Now it appears that it still is a done deal, but the deal is rather different to that initially envisaged.
Crucially, Nigel Dodds’ dramatic decision to rule himself out as a possible leader has come at the 11th hour.
Nominations close tomorrow at 5pm and the vote on the new leader will be next Thursday, leaving scant time for a serious leadership campaign to be constructed.
Mr Dodds has declined several opportunities to rule himself out of the leadership, and at the DUP conference just over a fortnight ago there was an overwhelming belief that the new leadership team would consist of Mr Dodds as leader and Arlene Foster as First Minister.
It may be that Mr Dodds never believed he could do the job from Westminster (as his comments, reported by the News Letter a fortnight ago, show that he believed two years ago). But allowing the belief – both inside and outside the DUP – to grow that he would be leader only to withdraw at the last minute is very unusual.
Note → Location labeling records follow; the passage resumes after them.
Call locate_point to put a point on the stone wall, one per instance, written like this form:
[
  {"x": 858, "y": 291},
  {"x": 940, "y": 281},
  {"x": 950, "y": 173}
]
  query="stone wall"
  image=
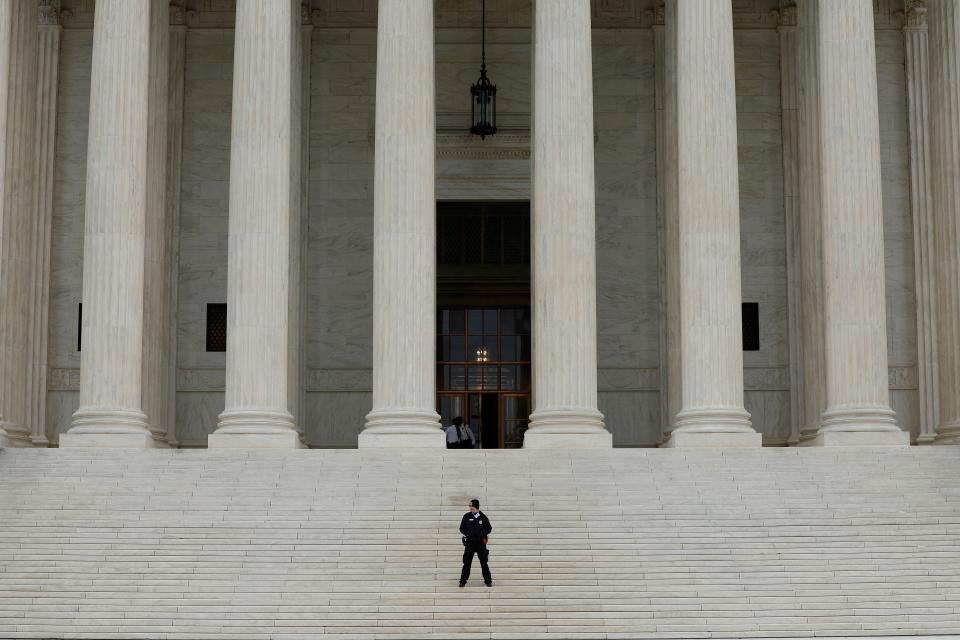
[{"x": 340, "y": 251}]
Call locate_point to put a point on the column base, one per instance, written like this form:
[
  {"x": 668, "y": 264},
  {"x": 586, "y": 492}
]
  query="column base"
[
  {"x": 859, "y": 439},
  {"x": 402, "y": 429},
  {"x": 251, "y": 429},
  {"x": 77, "y": 440},
  {"x": 596, "y": 439},
  {"x": 863, "y": 425},
  {"x": 567, "y": 429},
  {"x": 12, "y": 435},
  {"x": 947, "y": 433},
  {"x": 108, "y": 429},
  {"x": 713, "y": 440},
  {"x": 713, "y": 427},
  {"x": 251, "y": 440}
]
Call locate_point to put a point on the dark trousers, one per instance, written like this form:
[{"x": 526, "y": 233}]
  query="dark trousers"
[{"x": 481, "y": 550}]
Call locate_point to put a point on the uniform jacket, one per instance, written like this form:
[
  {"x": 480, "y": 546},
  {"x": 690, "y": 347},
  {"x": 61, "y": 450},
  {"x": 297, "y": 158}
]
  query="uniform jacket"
[{"x": 475, "y": 526}]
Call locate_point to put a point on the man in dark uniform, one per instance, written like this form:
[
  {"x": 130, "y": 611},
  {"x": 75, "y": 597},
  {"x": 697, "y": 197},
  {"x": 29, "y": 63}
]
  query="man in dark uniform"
[{"x": 475, "y": 528}]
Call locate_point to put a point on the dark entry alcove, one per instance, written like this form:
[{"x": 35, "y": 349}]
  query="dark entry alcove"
[{"x": 483, "y": 318}]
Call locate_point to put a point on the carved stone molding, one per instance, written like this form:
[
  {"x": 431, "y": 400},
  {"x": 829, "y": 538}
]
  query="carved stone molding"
[
  {"x": 499, "y": 147},
  {"x": 63, "y": 380}
]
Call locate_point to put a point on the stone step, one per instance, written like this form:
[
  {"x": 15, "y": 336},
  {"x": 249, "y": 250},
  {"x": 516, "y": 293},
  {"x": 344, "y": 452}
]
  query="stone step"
[{"x": 363, "y": 544}]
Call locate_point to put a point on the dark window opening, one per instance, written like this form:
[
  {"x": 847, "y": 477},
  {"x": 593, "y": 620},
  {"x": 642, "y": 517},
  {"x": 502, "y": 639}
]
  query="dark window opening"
[
  {"x": 750, "y": 312},
  {"x": 217, "y": 326},
  {"x": 483, "y": 234}
]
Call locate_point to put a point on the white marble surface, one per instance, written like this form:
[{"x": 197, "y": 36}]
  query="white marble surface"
[
  {"x": 263, "y": 284},
  {"x": 339, "y": 326},
  {"x": 945, "y": 159},
  {"x": 18, "y": 107},
  {"x": 855, "y": 328},
  {"x": 121, "y": 149}
]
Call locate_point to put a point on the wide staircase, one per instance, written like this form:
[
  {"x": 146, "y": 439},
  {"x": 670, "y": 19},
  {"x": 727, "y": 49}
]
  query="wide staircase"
[{"x": 364, "y": 544}]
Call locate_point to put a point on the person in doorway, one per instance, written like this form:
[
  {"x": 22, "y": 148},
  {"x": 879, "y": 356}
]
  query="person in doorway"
[
  {"x": 459, "y": 435},
  {"x": 475, "y": 527}
]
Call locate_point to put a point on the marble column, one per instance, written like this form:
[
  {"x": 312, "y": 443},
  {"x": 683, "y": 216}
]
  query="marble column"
[
  {"x": 178, "y": 41},
  {"x": 306, "y": 49},
  {"x": 790, "y": 129},
  {"x": 810, "y": 246},
  {"x": 666, "y": 227},
  {"x": 404, "y": 222},
  {"x": 18, "y": 69},
  {"x": 708, "y": 229},
  {"x": 564, "y": 291},
  {"x": 119, "y": 152},
  {"x": 945, "y": 165},
  {"x": 48, "y": 57},
  {"x": 918, "y": 112},
  {"x": 854, "y": 312},
  {"x": 263, "y": 272},
  {"x": 156, "y": 289}
]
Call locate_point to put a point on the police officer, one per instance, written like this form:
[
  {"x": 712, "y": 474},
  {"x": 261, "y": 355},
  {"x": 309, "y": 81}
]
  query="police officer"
[{"x": 475, "y": 527}]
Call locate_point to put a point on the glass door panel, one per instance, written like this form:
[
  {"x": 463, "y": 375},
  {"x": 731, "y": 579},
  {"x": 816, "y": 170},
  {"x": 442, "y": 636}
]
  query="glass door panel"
[{"x": 516, "y": 417}]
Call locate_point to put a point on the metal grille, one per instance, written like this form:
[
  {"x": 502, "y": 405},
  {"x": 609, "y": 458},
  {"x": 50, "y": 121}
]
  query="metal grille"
[
  {"x": 483, "y": 234},
  {"x": 217, "y": 326}
]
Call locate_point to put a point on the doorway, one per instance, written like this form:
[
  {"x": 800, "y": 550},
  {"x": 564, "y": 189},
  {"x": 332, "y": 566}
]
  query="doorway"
[
  {"x": 483, "y": 372},
  {"x": 483, "y": 319}
]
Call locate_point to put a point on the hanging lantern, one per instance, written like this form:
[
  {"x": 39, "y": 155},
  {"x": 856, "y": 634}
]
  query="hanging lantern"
[{"x": 483, "y": 94}]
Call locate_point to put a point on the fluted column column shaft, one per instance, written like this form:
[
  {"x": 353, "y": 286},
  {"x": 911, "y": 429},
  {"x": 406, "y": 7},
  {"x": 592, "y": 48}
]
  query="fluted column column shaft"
[
  {"x": 855, "y": 332},
  {"x": 18, "y": 42},
  {"x": 404, "y": 223},
  {"x": 708, "y": 228},
  {"x": 178, "y": 39},
  {"x": 945, "y": 163},
  {"x": 48, "y": 62},
  {"x": 667, "y": 248},
  {"x": 156, "y": 289},
  {"x": 120, "y": 151},
  {"x": 564, "y": 287},
  {"x": 810, "y": 250},
  {"x": 790, "y": 124},
  {"x": 918, "y": 112},
  {"x": 263, "y": 263}
]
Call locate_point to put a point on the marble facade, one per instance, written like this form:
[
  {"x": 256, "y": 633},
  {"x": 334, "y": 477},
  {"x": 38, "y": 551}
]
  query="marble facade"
[{"x": 336, "y": 380}]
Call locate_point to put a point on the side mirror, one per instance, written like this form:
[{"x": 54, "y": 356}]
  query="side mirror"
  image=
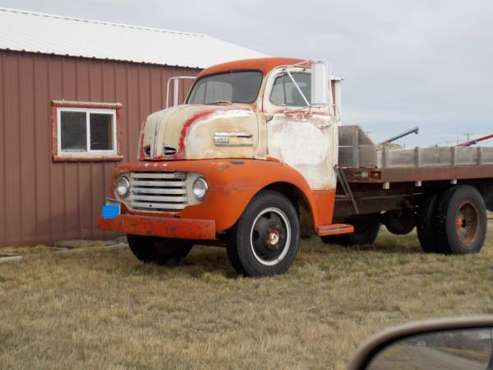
[
  {"x": 436, "y": 344},
  {"x": 319, "y": 84}
]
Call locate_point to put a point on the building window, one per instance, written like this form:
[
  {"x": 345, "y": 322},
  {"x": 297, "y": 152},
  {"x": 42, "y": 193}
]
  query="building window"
[{"x": 86, "y": 131}]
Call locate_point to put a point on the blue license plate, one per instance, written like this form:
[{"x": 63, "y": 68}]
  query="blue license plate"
[{"x": 110, "y": 211}]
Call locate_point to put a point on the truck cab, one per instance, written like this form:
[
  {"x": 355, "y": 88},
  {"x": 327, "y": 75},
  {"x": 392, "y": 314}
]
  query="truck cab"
[{"x": 248, "y": 160}]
The suspicion has to be that something has changed – and even lots of Mr Dodds’ supporters within the DUP are frustrated by what they see as his indecisiveness – since the initial announcement by Peter Robinson that he would be retiring.
Whatever has prompted Mr Dodds’ decision, it is easy to see the attractiveness of his current position.
Fêted at Westminster by both the Tories and Labour, the Cambridge-educated barrister has seemed at home in the Palace of Westminster.
With David Cameron’s wafer-thin majority likely to shrink over the course of the next four-and-a-half years, the DUP’s influence is almost certain to grow.
And with the bulk of Northern Ireland powers at Stormont, our MPs face few awkward questions from journalists.
By contrast, the next DUP leader is taking on a party which on current support levels faces the prospect of losing seats next year after the phenomenal 2011 achievement of taking 35 per cent of the Assembly seats on 30 per cent of the vote.
And it is a party which has proved much more difficult to be led than under Ian Paisley, with internal spats now more frequently emerging into public.
Any successful leader needs to begin by at least wanting the job. If Mr Dodds wanted the job at all, he clearly didn’t want it enough.